Взлет «толстовской» темы произошел в отечественном кинематографе в 1960-е годы. Вероятно, выступила на поверхность нужда в этом авторе, как, впрочем, и в целом в идеях классической словесности XIX века. «Именно в шестидесятые годы, — пишет Аннинский, — когда экранизации Толстого с обочины кинопроцесса выходят на его ось, — впервые создается то сложное, пестрое, но и целостное по-своему явление, которое можно назвать
Одной из первых экранизаций Толстого в этот период была экранизация его повести «Казаки» (1961), созданная по сценарию Виктора Шкловского режиссером В. Прониным. Откликаясь в 1958 году на экранизацию Кингом Видором «Войны и мира», Шкловский писал: «Мы увидели ленту, логически построенную, умело сыгранную, но правда Толстого, его подвиг писателя-реалиста затемнены системой литературных условностей. Лента смотрится с интересом, а иногда, как в сцене первого бала Наташи, захватывает зрителя. Она впечатляет грандиозностью постановки и ее серьезностью.
Но у нас картина оставляет чувство вины — за то, что мы сами не собрались показать своему народу с экрана „Войну и мир“, чтобы помочь зрителю вчитаться в великое произведение. Обращаться к великим классикам нужно не для того, чтобы брать событийную часть их произведений, а для того, чтобы научиться их анализу жизни…»[676]
Вероятно, чтобы поправить дело, Шкловский и сам обратился в эти годы к экранизации толстовской прозы — нужно сказать, ему не в первый раз пришлось писать сценарий по «Казакам». В его статьях не однажды встречаются размышления об этой повести Толстого. Шкловский уверен, что экранизировать классику следует только тогда, когда ты почувствовал, понял отношение писателя к миру, которое не исчерпывается только тем материалом, который описан в романе или повести.
Шкловский хорошо видел проблематику «Казаков», в том числе и проблему взаимоотношений рефлектирующего сознания с природой и тесно связанным с ним естественным мировидением, воплощением которого в повести стал Ерошка. Работая над сценарием, Шкловский справедливо хочет видеть природу в фильме не декорацией, а сущностной частью сюжета.
Однако фильм, хоть и поставленный опытным профессионалом, стал неудачей по одной простой причине: у режиссера не было своего видения Толстого. И, несмотря на то что экранизаторы, кажется, не удаляются от текста толстовской прозы, и персонажи, и среда выглядят бутафорией.
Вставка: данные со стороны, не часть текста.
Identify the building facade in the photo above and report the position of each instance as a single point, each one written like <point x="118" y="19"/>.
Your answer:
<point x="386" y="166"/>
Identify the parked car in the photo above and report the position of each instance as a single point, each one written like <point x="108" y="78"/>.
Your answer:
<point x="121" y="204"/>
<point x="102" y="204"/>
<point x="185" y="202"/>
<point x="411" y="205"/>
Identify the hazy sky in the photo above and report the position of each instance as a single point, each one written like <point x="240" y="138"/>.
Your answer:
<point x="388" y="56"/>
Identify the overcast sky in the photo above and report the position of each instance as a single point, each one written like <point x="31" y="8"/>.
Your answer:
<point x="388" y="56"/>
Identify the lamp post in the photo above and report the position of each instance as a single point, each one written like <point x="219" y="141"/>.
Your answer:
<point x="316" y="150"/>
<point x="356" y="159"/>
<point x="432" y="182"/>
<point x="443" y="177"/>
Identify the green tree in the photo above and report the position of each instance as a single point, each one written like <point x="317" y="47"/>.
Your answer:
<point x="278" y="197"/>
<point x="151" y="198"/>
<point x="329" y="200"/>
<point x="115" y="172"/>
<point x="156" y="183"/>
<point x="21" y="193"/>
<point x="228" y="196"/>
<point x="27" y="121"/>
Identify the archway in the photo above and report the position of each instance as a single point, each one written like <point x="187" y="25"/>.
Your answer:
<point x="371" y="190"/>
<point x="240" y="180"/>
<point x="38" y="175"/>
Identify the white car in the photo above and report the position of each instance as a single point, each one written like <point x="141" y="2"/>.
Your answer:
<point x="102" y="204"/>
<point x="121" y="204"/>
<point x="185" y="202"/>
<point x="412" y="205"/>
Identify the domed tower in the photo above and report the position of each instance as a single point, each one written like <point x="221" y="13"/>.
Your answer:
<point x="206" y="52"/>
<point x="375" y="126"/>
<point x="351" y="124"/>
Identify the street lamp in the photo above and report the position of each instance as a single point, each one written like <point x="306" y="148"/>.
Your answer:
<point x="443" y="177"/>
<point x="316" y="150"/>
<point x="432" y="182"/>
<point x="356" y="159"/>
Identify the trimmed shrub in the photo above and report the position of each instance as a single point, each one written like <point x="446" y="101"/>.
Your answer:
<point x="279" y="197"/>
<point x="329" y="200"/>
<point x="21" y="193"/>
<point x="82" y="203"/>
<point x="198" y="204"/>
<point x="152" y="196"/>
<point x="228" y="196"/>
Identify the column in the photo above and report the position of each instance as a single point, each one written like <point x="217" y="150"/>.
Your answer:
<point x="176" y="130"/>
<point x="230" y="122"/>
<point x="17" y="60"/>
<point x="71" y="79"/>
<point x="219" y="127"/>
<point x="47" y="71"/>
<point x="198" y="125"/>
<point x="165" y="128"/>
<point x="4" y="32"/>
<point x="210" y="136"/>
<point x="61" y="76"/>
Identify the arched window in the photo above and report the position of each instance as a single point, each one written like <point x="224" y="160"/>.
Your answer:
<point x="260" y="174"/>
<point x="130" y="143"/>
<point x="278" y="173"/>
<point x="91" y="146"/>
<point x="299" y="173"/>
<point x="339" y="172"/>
Даже при наличии таких мощных актерских дарований, как Борис Андреев, который играет в картине Ерошку.
«Выходит, чтобы вернуть дух, — рассуждает об этом опыте Л. Аннинский, — надо жертвовать буквой. Чтобы прийти к Толстому, надо уйти от него. Но уйти можно по вееру дорог, и, стало быть, надо выбирать, решаться, надо знать свой путь в Толстом. Зато без выбора, без вариантов, без необходимости решения есть только один путь: держаться за букву.
Единственный вариант без риска — загодя обреченный на провал. Бессилие рабской любви.
„Казаки“… остались в нашем кинематографе пробой такой вот растворяющейся, безвольной и беспредметной … любви к Толстому…»[677]
Свой путь «в Толстом» попытался найти и Михаил Швейцер, взявшийся за экранизацию «Воскресения» (1960–1962). Нужно сказать, что этот режиссер в своих предыдущих работах так или иначе ориентировался на творчество Льва Толстого. «Я принадлежу к тем, — писал Швейцер вскоре после того, как поставил „Воскресение“, — для кого Толстой — великий учитель нравственной оценки в искусстве. Для меня он также и великий учитель в искусстве. На моем рабочем столе, что бы я ни делал в кино, лежат книги Толстого — замечательный справочник кинорежиссера. У Толстого так много сказано о человеке, что, образно говоря, под его психологические „формулы“ можно „подставлять“ едва ли не любые явления духовной жизни»[678].
Швейцера всерьез увлекала идея нравственного самосовершенствования — ее он находил у Толстого. Герой романа «Воскресение» вспоминался режиссеру, когда он работал над экранизацией прозы Владимира Тендрякова «Тугой узел» и создавал образ председателя колхоза Гмызина, честного и чистого человека, бесстрашного в борьбе со злом и несправедливостью.